Thalassophoneus@reddit
Wow. Very creative name.
Designer-Touch9263@reddit
What an joke, when I see this type of politicians, I think everybody can be one...
Nicolas_Winter@reddit
Will 3rd world politicians ever mature past the angsty teenager phase?
Zaharyazz@reddit
He is a clown guys. Don't mind him.
georgeofthajungle1@reddit
Gulf of Arche de Trump Islands International
Substantial-One1934@reddit
We call it White sea,Бяло море , why and what the reason to call it with so many names
capracucinciiezi@reddit
Marea Insulelor in Romanian.

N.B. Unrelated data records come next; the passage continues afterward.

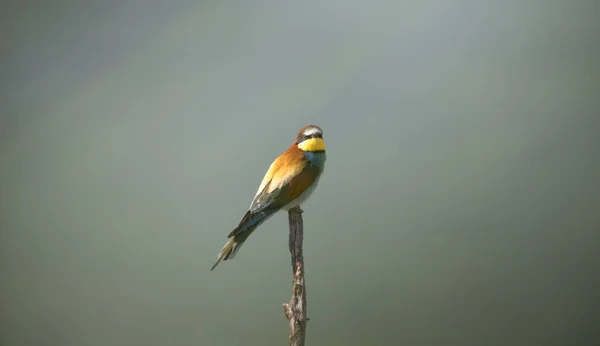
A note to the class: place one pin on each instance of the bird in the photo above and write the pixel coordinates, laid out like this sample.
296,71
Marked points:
289,182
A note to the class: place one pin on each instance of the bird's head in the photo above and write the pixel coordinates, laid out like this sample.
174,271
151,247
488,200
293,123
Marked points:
310,138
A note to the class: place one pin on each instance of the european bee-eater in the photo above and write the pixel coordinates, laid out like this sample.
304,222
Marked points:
288,183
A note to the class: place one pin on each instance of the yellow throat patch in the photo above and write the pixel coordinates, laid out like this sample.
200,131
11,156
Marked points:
313,144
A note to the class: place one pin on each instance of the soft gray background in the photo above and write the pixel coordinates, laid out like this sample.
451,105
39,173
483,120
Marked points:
460,204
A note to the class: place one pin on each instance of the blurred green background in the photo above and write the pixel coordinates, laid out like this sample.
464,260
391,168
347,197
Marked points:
460,204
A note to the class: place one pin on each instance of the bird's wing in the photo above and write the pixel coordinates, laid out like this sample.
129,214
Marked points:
286,167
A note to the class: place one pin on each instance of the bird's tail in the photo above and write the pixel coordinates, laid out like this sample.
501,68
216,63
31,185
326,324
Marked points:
232,247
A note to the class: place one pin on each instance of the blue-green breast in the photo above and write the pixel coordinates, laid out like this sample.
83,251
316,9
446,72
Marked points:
317,158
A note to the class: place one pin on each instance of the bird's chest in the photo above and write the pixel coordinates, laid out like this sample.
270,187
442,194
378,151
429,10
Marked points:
303,197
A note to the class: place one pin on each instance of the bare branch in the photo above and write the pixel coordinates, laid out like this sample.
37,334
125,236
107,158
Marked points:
295,309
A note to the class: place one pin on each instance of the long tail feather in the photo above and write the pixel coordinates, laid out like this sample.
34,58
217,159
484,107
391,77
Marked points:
232,246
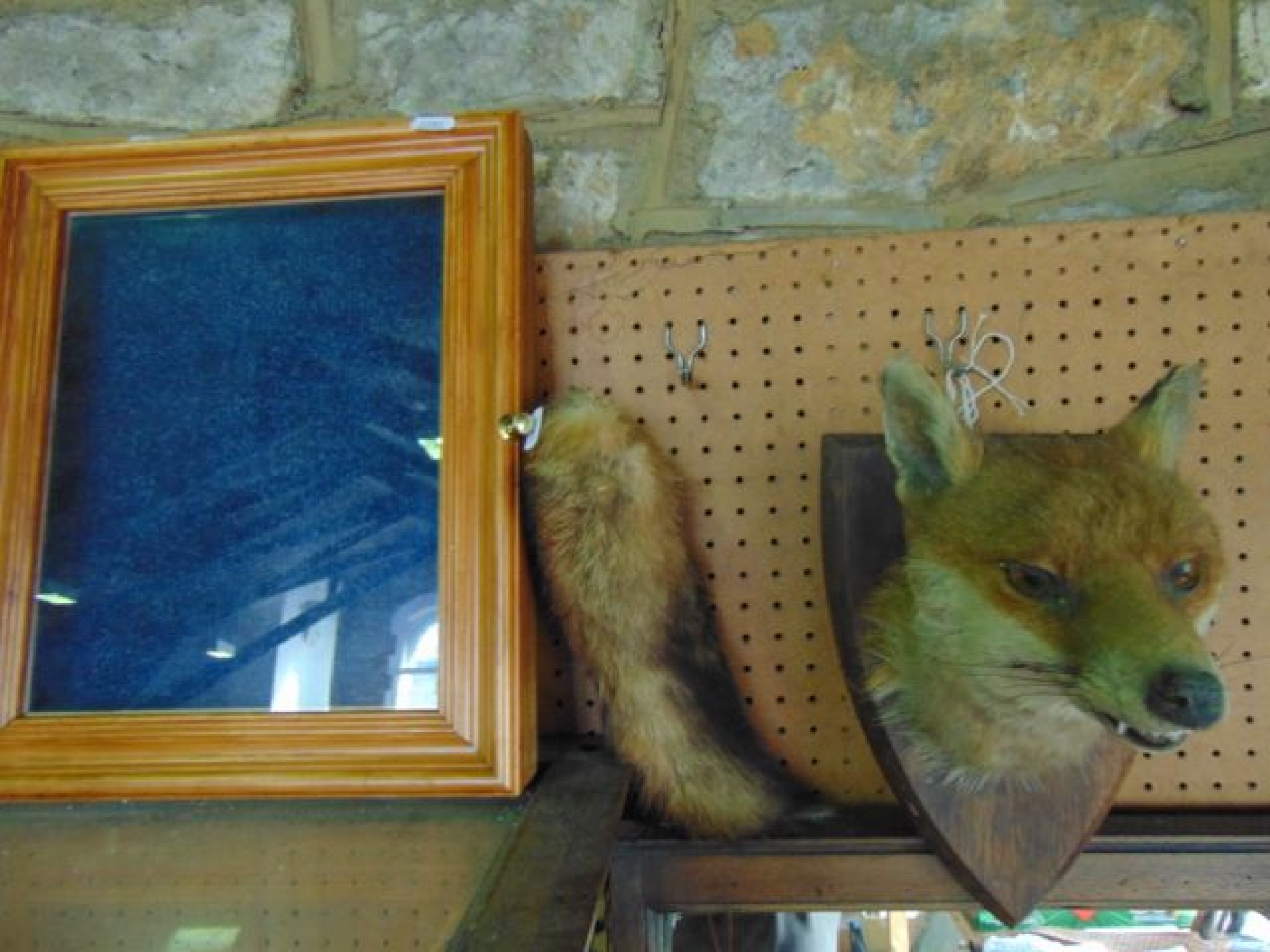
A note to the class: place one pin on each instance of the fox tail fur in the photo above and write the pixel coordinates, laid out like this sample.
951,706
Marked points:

Sounds like crap. Also most seas have islands anyway so it will be very confusing. Stupid idea.
jaunmilijej@reddit
What I think is I hope the entire government perishes miserably ❤️
ilkesenyurt@reddit
He is a sharia supporting fascist muppet of Erdogan. Nothing this person says or wants has any value and does not represent the general population of Türkiye. Please be aware of this while making a comment.
ZemlyaNovaya@reddit
Sea of Islands is what it was called during the empire and just now their government has a massive boner for Ottoman times so I guess this isn’t really that out of the blue.
Besides both countries are nearing their election cycles and you know how it is with these two when it’s that time of the year!
chrstianelson@reddit
This islamist mf is the worst thing that ever happened to the Turkish education.